MicroLens · Microscopy Vision-Language Model
Gemma 4 E2B fine-tuned on 122,399 microscopy VQA pairs across 145+ genera — diatoms, freshwater and marine zooplankton, fungal spores, fish larvae. Three open versions, all Apache 2.0, all running 100 % offline.
- Base model:
unsloth/gemma-4-E2B-it(4.65 B params) - Source code:
SergheiBrinza/microlens - Android APK: GitHub Releases
- Browser demo: HuggingFace Space
- Ollama Hub:
brinzaengineeringai/microlens-v{1,2,3} - Submission for: Kaggle Gemma 4 Good Hackathon 2026 — Health & Sciences track
- License: Apache 2.0 (code, weights, datasets — see LICENSE_AUDIT.md)
Model versions in this repository
| Version | Style | When to use |
|---|---|---|
| v1 | Naive baseline | Historical reference, training-progression demo |
| v2 | Production brief — single line | Pipelines, automated databases, low-latency |
| v3 | Production rich — four sections (genus + morphology + habitat + ID cues) | Citizen science, classroom, judge-facing UIs |
Each version ships as GGUF Q4_K_M (3.4 GB) + BF16 mmproj (940 MB) for llama.cpp / Ollama / mtmd:
gguf/
├── gemma-4-e2b-it.Q4_K_M.gguf # v1 model (3.4 GB)

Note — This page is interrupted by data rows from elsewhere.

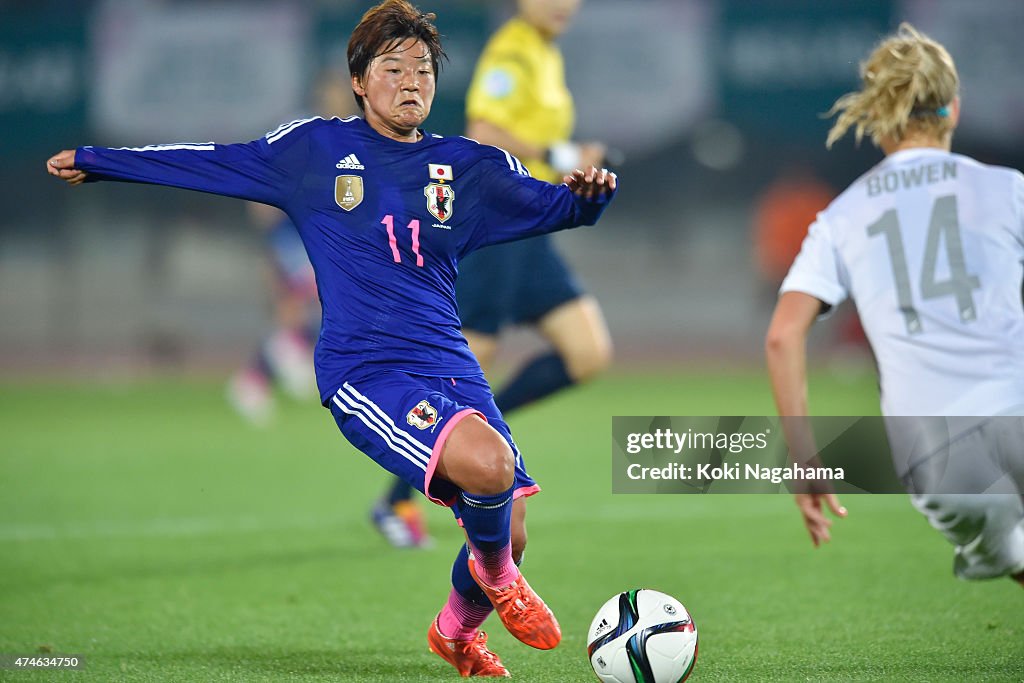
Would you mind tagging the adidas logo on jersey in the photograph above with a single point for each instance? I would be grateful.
(351, 162)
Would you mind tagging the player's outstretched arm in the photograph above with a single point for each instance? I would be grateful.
(812, 509)
(61, 165)
(591, 182)
(785, 352)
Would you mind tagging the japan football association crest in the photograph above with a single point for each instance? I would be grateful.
(348, 191)
(440, 197)
(424, 416)
(440, 200)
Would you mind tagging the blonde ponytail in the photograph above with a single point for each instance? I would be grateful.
(907, 85)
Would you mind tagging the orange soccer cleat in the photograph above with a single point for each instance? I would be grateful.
(522, 611)
(470, 657)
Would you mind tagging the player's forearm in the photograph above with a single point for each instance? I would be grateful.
(487, 133)
(206, 168)
(785, 356)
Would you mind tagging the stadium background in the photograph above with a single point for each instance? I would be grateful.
(709, 100)
(143, 525)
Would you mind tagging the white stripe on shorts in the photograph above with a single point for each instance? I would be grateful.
(360, 414)
(385, 420)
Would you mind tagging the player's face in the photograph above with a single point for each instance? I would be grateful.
(550, 16)
(397, 90)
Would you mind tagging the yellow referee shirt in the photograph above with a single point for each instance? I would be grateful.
(519, 86)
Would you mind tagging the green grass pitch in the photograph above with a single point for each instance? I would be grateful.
(143, 526)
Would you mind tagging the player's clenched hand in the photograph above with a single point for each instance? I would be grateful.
(591, 182)
(62, 166)
(814, 516)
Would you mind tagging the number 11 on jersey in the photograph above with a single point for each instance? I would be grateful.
(392, 241)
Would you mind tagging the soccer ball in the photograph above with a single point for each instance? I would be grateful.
(642, 636)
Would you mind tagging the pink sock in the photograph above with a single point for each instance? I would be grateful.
(496, 569)
(460, 619)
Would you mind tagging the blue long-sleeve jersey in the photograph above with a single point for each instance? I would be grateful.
(384, 223)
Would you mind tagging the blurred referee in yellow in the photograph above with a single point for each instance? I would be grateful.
(518, 101)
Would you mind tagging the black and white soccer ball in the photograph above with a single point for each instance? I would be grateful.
(642, 636)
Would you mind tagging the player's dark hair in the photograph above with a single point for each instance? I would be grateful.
(385, 27)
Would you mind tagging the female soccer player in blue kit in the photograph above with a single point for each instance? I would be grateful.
(385, 211)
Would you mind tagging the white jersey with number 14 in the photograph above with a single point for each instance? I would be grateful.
(930, 247)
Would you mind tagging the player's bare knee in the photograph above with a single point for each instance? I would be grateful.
(590, 360)
(495, 467)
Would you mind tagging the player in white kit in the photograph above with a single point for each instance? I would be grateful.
(930, 247)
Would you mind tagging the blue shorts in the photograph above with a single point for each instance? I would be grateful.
(512, 284)
(401, 421)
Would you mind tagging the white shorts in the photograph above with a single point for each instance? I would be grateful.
(971, 488)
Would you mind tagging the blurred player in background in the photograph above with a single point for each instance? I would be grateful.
(285, 357)
(386, 211)
(518, 101)
(930, 246)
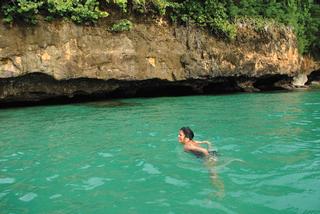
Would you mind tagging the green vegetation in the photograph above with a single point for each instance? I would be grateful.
(122, 25)
(218, 16)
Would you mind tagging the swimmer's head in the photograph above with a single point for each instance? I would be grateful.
(185, 133)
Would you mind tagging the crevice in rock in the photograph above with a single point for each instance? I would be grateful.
(313, 77)
(42, 89)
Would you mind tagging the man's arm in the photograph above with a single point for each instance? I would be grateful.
(198, 149)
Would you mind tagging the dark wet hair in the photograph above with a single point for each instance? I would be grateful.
(187, 132)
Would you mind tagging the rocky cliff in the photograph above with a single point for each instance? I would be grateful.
(64, 60)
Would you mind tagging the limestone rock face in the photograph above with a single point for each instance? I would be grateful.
(65, 51)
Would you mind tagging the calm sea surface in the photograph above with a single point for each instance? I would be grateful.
(123, 156)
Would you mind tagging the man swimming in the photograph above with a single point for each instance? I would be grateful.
(185, 137)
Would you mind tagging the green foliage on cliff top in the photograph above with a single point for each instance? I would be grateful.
(218, 16)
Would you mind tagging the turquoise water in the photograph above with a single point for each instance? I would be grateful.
(123, 156)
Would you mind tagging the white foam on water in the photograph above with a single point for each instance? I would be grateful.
(28, 197)
(55, 196)
(149, 168)
(52, 177)
(174, 181)
(94, 182)
(105, 155)
(7, 180)
(85, 166)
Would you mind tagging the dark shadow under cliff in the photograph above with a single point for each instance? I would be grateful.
(42, 89)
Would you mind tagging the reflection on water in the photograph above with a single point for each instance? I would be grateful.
(123, 156)
(109, 104)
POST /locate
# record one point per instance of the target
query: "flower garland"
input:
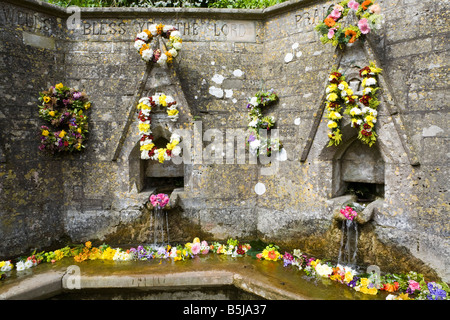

├── gemma-4-e2b-it.BF16-mmproj.gguf # v1 mmproj (940 MB)
├── v2/
│ ├── model.gguf # v2 model (3.4 GB)
│ └── mmproj.gguf # v2 mmproj (940 MB)
└── v3/
├── model.gguf # v3 model (3.4 GB)
└── mmproj.gguf # v3 mmproj (940 MB)
Plus the LoRA adapter, merged FP16 model, tokenizer, and processor for downstream training.
Run it
# easiest — Ollama
ollama run brinzaengineeringai/microlens-v3
# stock llama.cpp
llama-server \
-m gguf/v3/model.gguf \
--mmproj gguf/v3/mmproj.gguf \
-ngl 99
Training summary
| Metric | v2 | v3 |
|---|---|---|
| Base model | unsloth/gemma-4-E2B-it (4.65 B) | resumed from v2 checkpoint-18351 |
| Trainable params | LoRA r=32, α=64 | same adapter, 1 extra epoch |
| Train samples | 99,215 | 99,215 (rich-format augmented from KB) |
| Validation samples (held-out) | 12,331 | 220 stratified |
| Epochs | 3 | 1 |
| Hardware | RTX 3090 Ti | RTX 3090 Ti |
| Training time | 37 h | 10 h 16 m |
| Final eval loss | ≈ 0.21 | 0.0213 |
| Framework | Unsloth FastVisionModel · 4-bit QLoRA | same |
Evaluation
Stratified evaluation on held-out val.jsonl (n = 220 across 5 categories):
| Metric | v2 | v3 |
|---|---|---|
| Category accuracy | 97 – 100 % | 97 – 100 % |
| Genus accuracy (145+ genera, random ≈ 0.7 %) | ~ 45 % | ~ 45 % (no drift) |
| Rich-format compliance | n/a | 100 % |
Datasets
122,399 image–question–answer triples from public, licence-clean microscopy collections:
| Category | Source | Samples |
|---|---|---|
| Diatoms | UDE Diatoms in the Wild 2024, DiAtlas | 97 k |
| Freshwater zooplankton | ZooLake (EAWAG) | 12 k |
| Marine zooplankton | V1-Zooplankton | 10 k |
| Fungal spores | TGFC fungal | 5 k |
| Fish larvae | ZooLake | 0.2 k |
| Negative-class (no specimen) | synthetic | 1.5 k |
145+ genera with long-tail handled by category-level fallback. Top-30 genera have hand-curated knowledge-base entries (morphology + habitat + identification cues from AlgaeBase, WoRMS, ITIS, Round 1990, Krammer-Lange-Bertalot 1986–1991). Full per-source attribution: docs/LICENSE_AUDIT.md. No verbatim copyrighted text was used; KB phrasing is original paraphrase.
Limitations
- Long-tail genera (~100 of 145+ have <100 training samples each) get category-generic morphology rather than genus-specific descriptions. The 30 most-common genera have hand-curated entries.
- Pseudo-class
Fishhas no species-level annotation in the training data; v3 falls back to a category-level templated description. - Mobile cold-start on sub-$100 phones takes ~3-4 minutes (model load + 292-token prefill on 6 CPU cores). Subsequent inferences in the same session are much faster. Use desktop or browser for real-time work.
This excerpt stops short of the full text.